Voss, kurumun müdürüne Newton'un kendisinin de Einstein olduğunu düşündüğünü bildirdiğinde, "[...] Hastalarımın kim olduklarını düşündüklerine ben karar veririm" yanıtını verir. Göring'in “Kimin Yahudi olduğuna ben karar veririm” sözüne paralellik muhtemelen Dürrenmatt tarafından tamamen tesadüfen seçilmemiştir. Hapishane doktorunun gücünü ve keyfiliğini gösterir ve onun kötülüğün vücut bulmuş hali olmasına izin verir . Voss, ikinci bir hemşire cinayetinden sonra acilen güvenlik önlemleri alınması gerektiğini ona açıklamak istediğinde, müfettişe hemşirelerin cinayetlerinin radyoaktivitenin neden olduğu beyin deformasyonunun bir sonucu olduğunu öne sürüyor. Ancak üçüncü mahkûm radyoaktivite ile temas etmediği için kendisinden herhangi bir tehlike yoktu. Buna ek olarak, sağlıklı insanlar sonunda "aynı zamanda ve önemli ölçüde daha sık" öldürüldü.

Bayan Rose'dan ziyaret

Bir psikiyatri hastanesinde geçen 15 yılın ardından Möbius, boşanmış olan eşi Lina Rose tarafından ziyaret edilir. Ona yeni kocası misyoner Oskar Rose ve Möbius'un üç çocuğu Adolf-Friedrich, Wilfried-Kaspar ve Jörg-Lukas eşlik ediyor. Rose ailesinin ilk görünümü, asıl olay örgüsüne bir giriş niteliğindedir ve ailesi ve profesyonel kariyeri hakkında arka plan bilgisi sağlar. Möbius bir yandan görünüşteki deliliğini dışsal davranışlarıyla doğrular: Başlangıçta ailesini tanımıyormuş gibi yapar ve ters çevrilmiş bir masaya oturup "uzay yolcuları Süleyman'ın Mezmurları"nı okur. Kıyamet konuşması , sonunda bir öfke nöbetine girene ve ailesini lanetler altında odadan çıkarana kadar giderek daha tutkulu ve gülünç hale geliyor - sonunda ailesiyle (vedalaşmadan) temasını kesmeye çalıştığı aşamalı bir önlem. yapmak gereksiz yere zor) Les Cerisiers'de daha fazla kalmayı garantilemek ve böylece dünyayı onun icadının sonuçlarından kurtarmak.
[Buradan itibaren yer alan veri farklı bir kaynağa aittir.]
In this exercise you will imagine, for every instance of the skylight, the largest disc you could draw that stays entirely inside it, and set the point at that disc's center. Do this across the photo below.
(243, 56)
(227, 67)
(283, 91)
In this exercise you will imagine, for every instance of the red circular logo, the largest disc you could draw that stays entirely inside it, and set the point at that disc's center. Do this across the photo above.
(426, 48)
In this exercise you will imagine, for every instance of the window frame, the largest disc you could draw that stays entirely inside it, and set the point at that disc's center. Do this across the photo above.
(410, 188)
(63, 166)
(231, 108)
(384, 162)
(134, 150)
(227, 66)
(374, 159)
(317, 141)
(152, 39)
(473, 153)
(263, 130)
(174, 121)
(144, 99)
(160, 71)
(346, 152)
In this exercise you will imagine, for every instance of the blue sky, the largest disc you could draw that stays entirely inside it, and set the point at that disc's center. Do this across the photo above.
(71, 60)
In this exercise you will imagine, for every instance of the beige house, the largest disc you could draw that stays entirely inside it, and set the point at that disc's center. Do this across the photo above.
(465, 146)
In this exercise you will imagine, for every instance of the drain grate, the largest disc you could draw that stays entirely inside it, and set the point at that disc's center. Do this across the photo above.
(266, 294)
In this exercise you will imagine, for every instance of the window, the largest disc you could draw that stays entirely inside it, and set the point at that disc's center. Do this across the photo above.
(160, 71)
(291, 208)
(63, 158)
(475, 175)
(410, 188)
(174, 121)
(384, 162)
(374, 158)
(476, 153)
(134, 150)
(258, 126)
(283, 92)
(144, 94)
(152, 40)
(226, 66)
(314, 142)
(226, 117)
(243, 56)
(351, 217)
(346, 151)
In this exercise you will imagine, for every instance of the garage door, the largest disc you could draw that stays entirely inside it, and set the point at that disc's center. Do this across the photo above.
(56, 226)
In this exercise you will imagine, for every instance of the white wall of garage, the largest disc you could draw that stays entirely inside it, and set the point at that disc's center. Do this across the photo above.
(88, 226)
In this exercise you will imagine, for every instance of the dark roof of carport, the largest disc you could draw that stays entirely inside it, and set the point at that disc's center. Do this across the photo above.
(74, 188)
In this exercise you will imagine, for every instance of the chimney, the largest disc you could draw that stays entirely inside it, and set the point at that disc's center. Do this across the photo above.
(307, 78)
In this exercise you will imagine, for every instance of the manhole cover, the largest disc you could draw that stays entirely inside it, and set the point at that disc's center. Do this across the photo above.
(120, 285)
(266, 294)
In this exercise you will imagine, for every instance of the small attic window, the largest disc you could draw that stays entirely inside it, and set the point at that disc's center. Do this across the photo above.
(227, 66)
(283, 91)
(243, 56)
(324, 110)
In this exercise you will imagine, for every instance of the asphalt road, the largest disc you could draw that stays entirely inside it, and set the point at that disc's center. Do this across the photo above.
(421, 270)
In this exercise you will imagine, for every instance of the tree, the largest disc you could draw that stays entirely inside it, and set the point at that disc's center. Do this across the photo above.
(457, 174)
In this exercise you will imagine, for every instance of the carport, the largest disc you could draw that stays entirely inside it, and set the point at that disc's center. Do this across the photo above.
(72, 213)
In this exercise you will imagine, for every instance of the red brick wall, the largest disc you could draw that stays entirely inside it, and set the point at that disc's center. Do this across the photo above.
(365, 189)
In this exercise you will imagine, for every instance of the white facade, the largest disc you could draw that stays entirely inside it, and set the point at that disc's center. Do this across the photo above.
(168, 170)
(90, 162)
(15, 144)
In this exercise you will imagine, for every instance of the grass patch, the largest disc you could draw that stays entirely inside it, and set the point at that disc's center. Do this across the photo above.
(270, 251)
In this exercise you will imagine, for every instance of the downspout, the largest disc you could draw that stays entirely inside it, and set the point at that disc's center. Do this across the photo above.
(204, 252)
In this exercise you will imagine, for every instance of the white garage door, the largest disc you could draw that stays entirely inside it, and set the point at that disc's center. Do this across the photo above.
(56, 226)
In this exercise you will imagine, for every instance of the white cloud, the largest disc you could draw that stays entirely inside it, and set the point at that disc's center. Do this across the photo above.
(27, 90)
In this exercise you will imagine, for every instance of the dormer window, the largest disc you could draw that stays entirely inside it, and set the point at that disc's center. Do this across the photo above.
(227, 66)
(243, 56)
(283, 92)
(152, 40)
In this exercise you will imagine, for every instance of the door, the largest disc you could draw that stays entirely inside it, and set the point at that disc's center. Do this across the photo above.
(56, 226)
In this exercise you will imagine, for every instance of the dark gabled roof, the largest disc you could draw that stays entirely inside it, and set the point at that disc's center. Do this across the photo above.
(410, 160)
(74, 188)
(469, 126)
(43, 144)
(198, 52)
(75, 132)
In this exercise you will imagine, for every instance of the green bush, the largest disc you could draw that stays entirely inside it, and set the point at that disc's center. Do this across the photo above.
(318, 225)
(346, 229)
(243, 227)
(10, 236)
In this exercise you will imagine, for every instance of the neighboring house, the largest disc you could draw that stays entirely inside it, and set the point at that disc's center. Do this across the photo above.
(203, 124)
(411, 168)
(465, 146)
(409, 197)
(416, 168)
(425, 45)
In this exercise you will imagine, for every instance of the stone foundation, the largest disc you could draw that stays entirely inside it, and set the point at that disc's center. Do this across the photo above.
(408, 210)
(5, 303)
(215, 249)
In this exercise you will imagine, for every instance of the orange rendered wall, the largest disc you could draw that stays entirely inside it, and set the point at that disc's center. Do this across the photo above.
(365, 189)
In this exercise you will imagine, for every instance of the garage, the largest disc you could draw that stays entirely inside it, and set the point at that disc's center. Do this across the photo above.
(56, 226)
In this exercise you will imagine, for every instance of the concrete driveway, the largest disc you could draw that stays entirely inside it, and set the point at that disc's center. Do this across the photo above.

Ailenin karikatür olarak abartılı görünümü onları alay konusu yapar. Uyumlu bir evliliğin pastoral görünüşünü ve burjuva geleneklerini korumaya yönelik koşulsuz istek, katılıklarını ortaya çıkarır. Bayan Rose'un eski kocası "Johann Wilhelmlein" a abartılı bağlılığı sayesinde - bir zamanlar sadece onun çalışmalarını finanse etmekle kalmadı, aynı zamanda bir sanatoryumda kalması için de para ödüyor - ve yeni kocası misyoner için görünüşte özverili, dindar fedakarlığıyla , diğer altı yanında çocukları getirerek ve böylece Bayan Rose'dan daha fazla fedakarlık talep ederek, Hıristiyan sadaka ad absurdum emrini alır ve temelde sadece herkes tarafından pişman olmak ister.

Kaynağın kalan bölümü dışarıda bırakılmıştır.